Pakistan: Resistance to military rule continues

November 23, 2007
Issue 

On November 22, Pakistan's Supreme Court ruled that General Pervez Musharraf's re-election as president (by his hand-picked National Assembly in October) was legitimate, despite his role as head of the armed forces. This ruling is hardly surprising given that, after declaring "emergency rule" on November 3, Musharraf sacked the judges then in the Supreme Court, putting them under house arrest and stacking the court with his stooges. Musharraf has stated that once his puppet Supreme Court had legitimised his re-election, he would resign from the armed forces to become a "civilian" president.

He has also announced that there will be parliamentary elections on January 8, for which nominations for candidates will close on November 26. With political rallies banned, thousands of politicians, lawyers and activists in jail and non-government broadcast media silenced, these elections can only be farcical and a boycott by opposition parties seems likely.
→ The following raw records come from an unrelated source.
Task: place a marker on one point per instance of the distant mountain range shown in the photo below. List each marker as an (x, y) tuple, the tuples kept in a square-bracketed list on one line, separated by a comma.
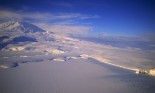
[(14, 32)]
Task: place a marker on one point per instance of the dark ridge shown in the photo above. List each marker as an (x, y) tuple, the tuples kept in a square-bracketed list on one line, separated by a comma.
[(3, 37), (23, 39)]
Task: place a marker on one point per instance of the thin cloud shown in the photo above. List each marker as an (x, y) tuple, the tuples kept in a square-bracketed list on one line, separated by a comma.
[(65, 29), (39, 16), (63, 4)]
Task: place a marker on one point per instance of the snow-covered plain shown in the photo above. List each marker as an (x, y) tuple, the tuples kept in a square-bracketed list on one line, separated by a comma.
[(56, 63)]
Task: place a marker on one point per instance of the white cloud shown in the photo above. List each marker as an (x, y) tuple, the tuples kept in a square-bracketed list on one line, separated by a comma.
[(63, 4), (65, 29), (44, 16), (62, 22), (9, 14)]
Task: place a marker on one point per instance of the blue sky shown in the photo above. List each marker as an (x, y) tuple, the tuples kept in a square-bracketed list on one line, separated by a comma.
[(112, 17)]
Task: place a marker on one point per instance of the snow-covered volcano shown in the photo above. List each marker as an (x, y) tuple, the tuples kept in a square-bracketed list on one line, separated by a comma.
[(15, 32)]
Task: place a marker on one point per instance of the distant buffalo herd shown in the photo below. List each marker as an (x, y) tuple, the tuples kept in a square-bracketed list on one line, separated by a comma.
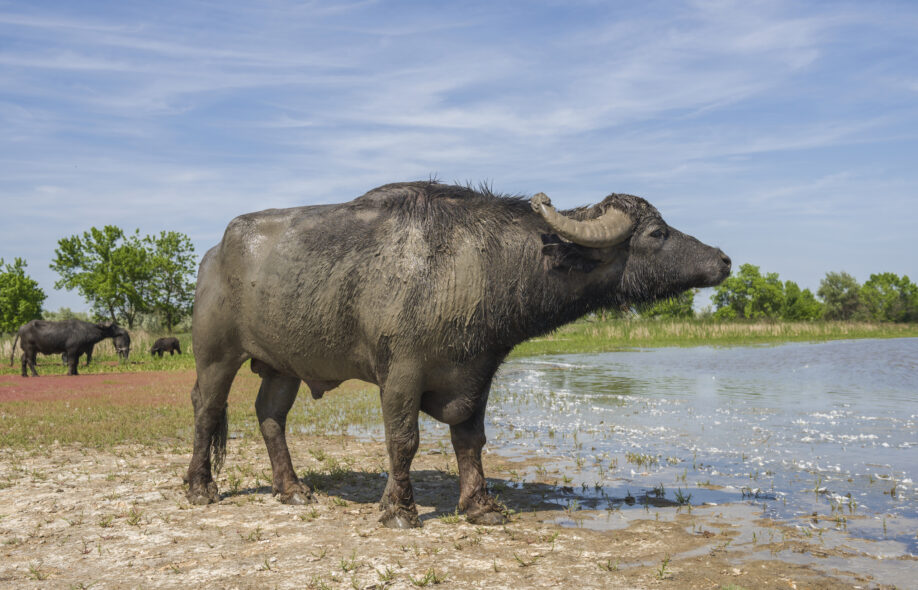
[(74, 338)]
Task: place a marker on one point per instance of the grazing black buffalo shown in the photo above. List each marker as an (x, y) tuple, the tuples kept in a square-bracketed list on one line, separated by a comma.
[(72, 337), (423, 289), (169, 344), (121, 340)]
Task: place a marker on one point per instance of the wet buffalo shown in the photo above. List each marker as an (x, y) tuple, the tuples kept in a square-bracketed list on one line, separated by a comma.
[(71, 337), (423, 289), (168, 344)]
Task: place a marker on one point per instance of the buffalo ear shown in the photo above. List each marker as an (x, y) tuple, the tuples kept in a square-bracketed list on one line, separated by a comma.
[(566, 256)]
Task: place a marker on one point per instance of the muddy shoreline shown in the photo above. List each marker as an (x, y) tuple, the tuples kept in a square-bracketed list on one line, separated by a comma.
[(76, 517)]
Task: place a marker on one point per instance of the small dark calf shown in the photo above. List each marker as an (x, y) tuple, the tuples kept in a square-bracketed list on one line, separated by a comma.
[(169, 344)]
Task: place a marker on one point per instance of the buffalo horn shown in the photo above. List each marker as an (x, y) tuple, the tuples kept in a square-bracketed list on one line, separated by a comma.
[(610, 228)]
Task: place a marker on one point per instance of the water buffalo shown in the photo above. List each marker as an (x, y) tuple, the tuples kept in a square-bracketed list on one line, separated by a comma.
[(121, 340), (423, 289), (169, 344), (72, 337)]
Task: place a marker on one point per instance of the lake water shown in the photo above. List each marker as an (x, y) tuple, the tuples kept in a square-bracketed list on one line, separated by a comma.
[(826, 428)]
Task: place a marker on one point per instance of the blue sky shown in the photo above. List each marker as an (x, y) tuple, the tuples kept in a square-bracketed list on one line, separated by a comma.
[(784, 132)]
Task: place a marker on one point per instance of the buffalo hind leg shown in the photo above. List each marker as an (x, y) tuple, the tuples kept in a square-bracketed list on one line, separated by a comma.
[(275, 398), (210, 429), (468, 439), (28, 362), (401, 400), (73, 360)]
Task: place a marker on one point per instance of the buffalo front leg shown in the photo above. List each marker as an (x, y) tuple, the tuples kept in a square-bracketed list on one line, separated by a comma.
[(210, 430), (401, 400), (31, 359), (468, 439), (275, 398)]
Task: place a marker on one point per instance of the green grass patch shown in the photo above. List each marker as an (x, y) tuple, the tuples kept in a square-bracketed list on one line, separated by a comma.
[(593, 335), (162, 415)]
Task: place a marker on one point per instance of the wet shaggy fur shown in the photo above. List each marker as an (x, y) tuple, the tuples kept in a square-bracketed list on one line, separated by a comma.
[(421, 288)]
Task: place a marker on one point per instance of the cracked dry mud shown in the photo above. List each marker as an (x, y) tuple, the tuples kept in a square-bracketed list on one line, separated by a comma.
[(75, 517)]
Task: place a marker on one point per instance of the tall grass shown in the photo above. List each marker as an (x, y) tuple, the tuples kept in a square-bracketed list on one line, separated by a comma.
[(587, 335), (594, 335)]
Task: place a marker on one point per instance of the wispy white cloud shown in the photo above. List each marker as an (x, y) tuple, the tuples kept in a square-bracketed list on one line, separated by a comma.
[(729, 115)]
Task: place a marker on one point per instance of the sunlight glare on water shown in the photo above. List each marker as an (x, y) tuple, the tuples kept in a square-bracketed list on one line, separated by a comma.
[(830, 428)]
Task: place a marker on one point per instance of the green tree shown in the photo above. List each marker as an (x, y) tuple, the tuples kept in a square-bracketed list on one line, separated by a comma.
[(680, 306), (889, 298), (841, 294), (749, 295), (800, 305), (109, 269), (20, 296), (173, 264)]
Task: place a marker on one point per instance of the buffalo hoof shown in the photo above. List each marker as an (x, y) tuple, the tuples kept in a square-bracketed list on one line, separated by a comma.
[(297, 498), (488, 517), (400, 519), (201, 497)]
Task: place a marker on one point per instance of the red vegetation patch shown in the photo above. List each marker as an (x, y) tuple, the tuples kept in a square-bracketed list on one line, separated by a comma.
[(153, 388)]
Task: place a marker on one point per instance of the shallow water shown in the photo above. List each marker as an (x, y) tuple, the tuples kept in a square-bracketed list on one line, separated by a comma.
[(829, 429)]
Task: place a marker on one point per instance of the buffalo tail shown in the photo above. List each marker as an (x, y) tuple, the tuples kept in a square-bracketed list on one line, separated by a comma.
[(218, 443)]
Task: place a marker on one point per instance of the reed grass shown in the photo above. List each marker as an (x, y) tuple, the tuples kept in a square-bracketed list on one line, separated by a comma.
[(593, 335)]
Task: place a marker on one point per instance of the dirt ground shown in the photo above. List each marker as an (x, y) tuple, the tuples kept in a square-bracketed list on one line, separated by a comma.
[(73, 517)]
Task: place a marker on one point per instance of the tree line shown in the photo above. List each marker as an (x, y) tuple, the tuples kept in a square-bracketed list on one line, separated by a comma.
[(749, 295), (126, 276), (123, 277)]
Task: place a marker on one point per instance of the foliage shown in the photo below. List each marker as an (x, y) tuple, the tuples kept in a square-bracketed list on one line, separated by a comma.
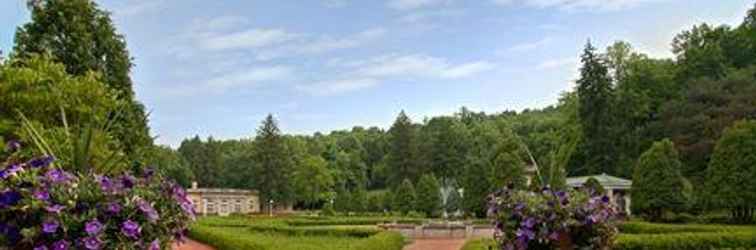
[(82, 37), (43, 205), (274, 163), (658, 184), (429, 195), (552, 219), (595, 93), (403, 152), (405, 197), (593, 186), (731, 176)]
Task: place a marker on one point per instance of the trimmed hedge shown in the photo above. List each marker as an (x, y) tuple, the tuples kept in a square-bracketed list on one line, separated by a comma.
[(655, 228), (681, 241), (382, 241)]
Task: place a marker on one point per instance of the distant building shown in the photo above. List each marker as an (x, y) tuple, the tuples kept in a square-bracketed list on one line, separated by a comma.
[(617, 189), (223, 201)]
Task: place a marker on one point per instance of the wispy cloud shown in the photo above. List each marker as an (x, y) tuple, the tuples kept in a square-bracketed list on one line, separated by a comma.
[(578, 5), (334, 87), (418, 66), (558, 63), (414, 4), (528, 46), (252, 38)]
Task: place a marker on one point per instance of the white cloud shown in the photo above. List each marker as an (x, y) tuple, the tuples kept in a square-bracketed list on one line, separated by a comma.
[(422, 16), (415, 66), (578, 5), (558, 63), (414, 4), (253, 38), (334, 87), (249, 77), (523, 47), (321, 44), (335, 3)]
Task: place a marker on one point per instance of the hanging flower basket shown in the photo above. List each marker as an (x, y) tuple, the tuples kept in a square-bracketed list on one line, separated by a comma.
[(552, 220)]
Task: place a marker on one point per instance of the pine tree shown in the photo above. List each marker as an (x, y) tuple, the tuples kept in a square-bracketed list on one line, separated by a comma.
[(731, 175), (657, 182), (82, 37), (405, 197), (402, 158), (429, 195), (594, 90), (274, 163)]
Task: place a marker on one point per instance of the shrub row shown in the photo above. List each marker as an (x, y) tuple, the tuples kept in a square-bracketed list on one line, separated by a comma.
[(382, 241), (634, 227), (300, 231), (674, 241), (350, 221), (222, 239)]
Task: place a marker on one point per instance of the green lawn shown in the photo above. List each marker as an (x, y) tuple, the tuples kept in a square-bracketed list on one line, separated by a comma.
[(231, 233), (643, 235)]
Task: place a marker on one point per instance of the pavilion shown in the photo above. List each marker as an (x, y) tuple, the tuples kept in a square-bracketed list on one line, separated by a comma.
[(618, 189)]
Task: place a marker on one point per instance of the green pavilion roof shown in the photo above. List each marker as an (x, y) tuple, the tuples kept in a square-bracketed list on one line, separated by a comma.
[(606, 181)]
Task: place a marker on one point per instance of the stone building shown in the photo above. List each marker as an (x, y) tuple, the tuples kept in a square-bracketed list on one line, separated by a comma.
[(617, 189), (223, 201)]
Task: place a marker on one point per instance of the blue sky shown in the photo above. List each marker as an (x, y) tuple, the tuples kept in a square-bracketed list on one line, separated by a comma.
[(218, 67)]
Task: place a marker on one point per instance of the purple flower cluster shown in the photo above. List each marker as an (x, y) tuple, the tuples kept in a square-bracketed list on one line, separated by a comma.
[(551, 219), (53, 201)]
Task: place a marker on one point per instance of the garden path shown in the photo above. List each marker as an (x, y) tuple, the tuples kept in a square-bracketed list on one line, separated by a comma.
[(436, 244), (192, 245)]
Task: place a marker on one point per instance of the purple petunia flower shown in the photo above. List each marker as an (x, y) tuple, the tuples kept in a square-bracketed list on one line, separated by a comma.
[(13, 146), (41, 194), (155, 245), (57, 176), (9, 198), (42, 161), (11, 171), (61, 245), (113, 207), (92, 243), (131, 229), (55, 208), (148, 210), (93, 227), (50, 227)]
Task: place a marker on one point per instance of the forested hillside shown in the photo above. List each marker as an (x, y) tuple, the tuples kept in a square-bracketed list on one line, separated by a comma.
[(624, 101)]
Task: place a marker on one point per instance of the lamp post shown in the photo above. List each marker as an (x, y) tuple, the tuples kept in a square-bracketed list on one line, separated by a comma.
[(270, 207)]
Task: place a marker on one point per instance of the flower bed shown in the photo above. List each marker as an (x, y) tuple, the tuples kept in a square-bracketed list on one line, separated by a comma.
[(42, 206), (552, 220)]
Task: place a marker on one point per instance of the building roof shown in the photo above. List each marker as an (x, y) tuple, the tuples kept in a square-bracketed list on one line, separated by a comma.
[(230, 191), (606, 181)]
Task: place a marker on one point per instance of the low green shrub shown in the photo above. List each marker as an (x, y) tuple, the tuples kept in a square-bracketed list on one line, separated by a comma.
[(382, 241), (687, 241), (635, 227)]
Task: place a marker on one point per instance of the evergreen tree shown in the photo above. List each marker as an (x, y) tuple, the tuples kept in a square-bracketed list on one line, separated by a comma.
[(453, 201), (405, 197), (402, 158), (594, 89), (657, 182), (476, 186), (429, 195), (731, 176), (593, 186), (274, 163), (82, 37)]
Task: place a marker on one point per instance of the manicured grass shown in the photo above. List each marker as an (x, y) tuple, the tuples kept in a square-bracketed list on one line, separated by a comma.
[(646, 236), (276, 233)]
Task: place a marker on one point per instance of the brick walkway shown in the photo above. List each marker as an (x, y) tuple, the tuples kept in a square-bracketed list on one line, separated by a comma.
[(192, 245), (436, 244)]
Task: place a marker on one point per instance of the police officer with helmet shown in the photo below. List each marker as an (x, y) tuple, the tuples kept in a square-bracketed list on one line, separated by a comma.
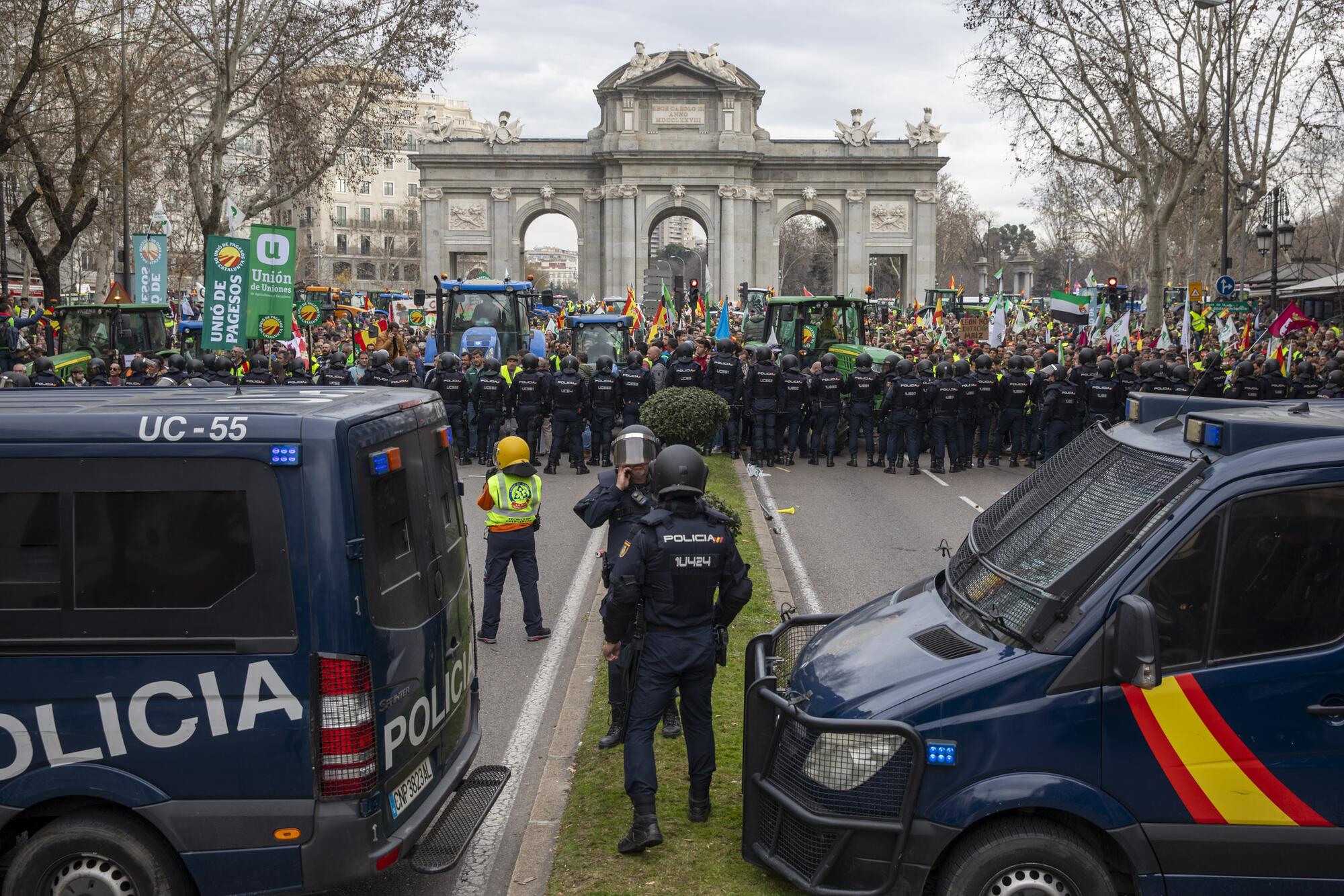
[(681, 554), (619, 500)]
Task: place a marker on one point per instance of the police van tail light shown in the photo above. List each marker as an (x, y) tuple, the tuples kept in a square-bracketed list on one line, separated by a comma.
[(347, 757)]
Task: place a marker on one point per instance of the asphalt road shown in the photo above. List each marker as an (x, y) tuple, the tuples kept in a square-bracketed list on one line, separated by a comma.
[(858, 534), (511, 698)]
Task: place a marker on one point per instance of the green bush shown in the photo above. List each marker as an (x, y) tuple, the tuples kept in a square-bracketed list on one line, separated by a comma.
[(722, 507), (685, 416)]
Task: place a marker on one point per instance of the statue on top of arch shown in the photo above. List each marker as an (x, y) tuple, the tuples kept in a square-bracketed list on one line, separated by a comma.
[(642, 64)]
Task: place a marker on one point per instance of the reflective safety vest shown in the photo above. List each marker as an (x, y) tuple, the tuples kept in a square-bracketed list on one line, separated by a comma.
[(517, 499)]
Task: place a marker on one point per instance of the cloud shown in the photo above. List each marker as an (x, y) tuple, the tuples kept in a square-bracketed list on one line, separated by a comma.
[(893, 58)]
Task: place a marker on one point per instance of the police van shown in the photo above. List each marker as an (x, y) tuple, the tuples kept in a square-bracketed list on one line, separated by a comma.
[(1130, 679), (236, 631)]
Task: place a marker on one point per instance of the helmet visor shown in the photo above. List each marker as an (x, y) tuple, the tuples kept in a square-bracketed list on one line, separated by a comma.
[(632, 449)]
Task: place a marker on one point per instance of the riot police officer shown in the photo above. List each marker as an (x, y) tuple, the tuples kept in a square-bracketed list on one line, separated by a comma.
[(862, 388), (618, 502), (490, 397), (796, 397), (1058, 410), (259, 375), (827, 397), (902, 410), (765, 390), (636, 388), (380, 371), (529, 398), (1103, 397), (335, 373), (299, 374), (1014, 392), (724, 375), (679, 555), (683, 371), (1245, 385), (1273, 384), (451, 384), (944, 404), (569, 398)]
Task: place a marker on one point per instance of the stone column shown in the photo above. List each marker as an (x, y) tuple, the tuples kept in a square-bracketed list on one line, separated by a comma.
[(502, 233), (854, 261), (925, 252)]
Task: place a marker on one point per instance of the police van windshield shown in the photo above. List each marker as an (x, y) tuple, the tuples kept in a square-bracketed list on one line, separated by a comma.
[(1036, 550)]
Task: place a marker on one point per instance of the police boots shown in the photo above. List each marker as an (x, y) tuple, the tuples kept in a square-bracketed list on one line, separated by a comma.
[(644, 834), (616, 734)]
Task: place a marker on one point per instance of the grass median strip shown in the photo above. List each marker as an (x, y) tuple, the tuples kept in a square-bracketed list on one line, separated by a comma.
[(694, 859)]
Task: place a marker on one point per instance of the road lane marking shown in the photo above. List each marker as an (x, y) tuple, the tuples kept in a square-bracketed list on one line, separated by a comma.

Nawaz Sharif, the prime minister who was overthrown by Musharraf in a 1999 military coup, has thus far been prevented from returning from exile, which would prevent him from nominating even if his Pakistan Muslim League (N) decided to take part in elections. Benazir Bhutto, another former PM whose Pakistani Peoples Party (PPP) alternated in power with the PMLN during the 1988-99 period of parliamentary rule, returned from exile on October 18 as part of US-sponsored negotiations towards a power-sharing arrangement. However, her opposition to the November 3 emergency declaration, which has led to her twice being placed under house arrest, put an end to these talks. On November 16, she told a meeting of civil society and grassroots political activists that she would not hold any negotiations with the regime.

Following his November 21 release from jail, Imran Khan, former national cricket team captain and leader of the Tehreek-e-Insaaf (Movement for Justice), a smaller parliamentary party, called for a boycott of the sham elections.

Despite this, on November 21 US President George Bush, hailed Musharraf as "a loyal ally in fighting terrorists [who] has done more for democracy in Pakistan than any modern leader". The US has provided the Pakistani regime with aid worth US$10 billion since 2001, the bulk of which has gone to the military.

Opposition to the regime continues on the streets. Protests from lawyers continue despite mass arrests. Lawyers were at the forefront of a movement that got Supreme Court Chief Justice Iftikhar Chaudhry reinstated in July after he was sacked in March. Getting Chaudhry out of the Supreme Court was one of the motivations for Musharraf's emergency declaration. Chaudhry was arrested after the declaration. The regime claims he has been released, but he has not been seen and activists are sceptical.

A key role in organising the street protests has been played by the People's Democratic Movement (Awami Jamhoori Tehreek — AJT), an alliance of seven left-wing parties. Within days of the emergency declaration, more than 200 AJT activists were in custody, including most of the leadership of the National Workers Party, the Labour Party of Pakistan (LPP) and the People's Movement (Awami Tehreek — AT). Several of these activists are charged with treason, which carries a death sentence.

LPP general secretary Farooq Tariq and AT leader Rasul Buksh Paleejo have continued to organise despite being forced underground and the subject of police hunts. In Sind province, the AT have adopted a civil disobedience tactic of "filling the jails", with more than 300 of their members imprisoned by November 21. The left parties have supported moves by the mainstream parties for a united opposition to the military and boycott of the elections.

On November 19, women from the LPP held a 30-minute protest that stopped traffic in Lahore. "We are working-class women fighting a military regime and we have not much to lose but our chains!", one of the women told assembled media. On November 20 there were nationwide protests by journalists. In Faisalabad and Karachi, these received a violent response from police; in Karachi, 180 journalists were brutally beaten before being taken off to jail.

A surprising development has been protests by thousands of students on the Punjab University campus at Lahore against the control of the campus by the IJT, the student wing of the fundamentalist party Jamaat-i-Islami. The IJT, which is involved in criminal and terrorist activity, has exercised a reign of terror over the campus since 1977, using beatings and murder to exclude other political forces and enforce segregation between the sexes and a ban on music. The protests began after Imran Khan was kidnapped by IJT thugs and handed over to police when he tried to address a rally at the campus on November 15.

This collaboration between the IJT and the police demonstrates the close relationship between the fundamentalists and the military — Musharraf's status as Bush's "indispensable ally against terrorism" notwithstanding. The IJT took control of the campus as part of the destabilisation and overthrow of the government of Zulfikar Ali Bhutto (Benazir's father) by the military under Zia ul-Haq. Zia consolidated his rule by having Bhutto hanged. During the 1980s, the Pakistani military was the main conduit for US support for local and foreign anti-communist forces in Afghanistan. Both the Taliban and the warlords currently in power in Afghanistan originated in the Afghan component of this force, while the overseas fighters went on to become al Qaeda.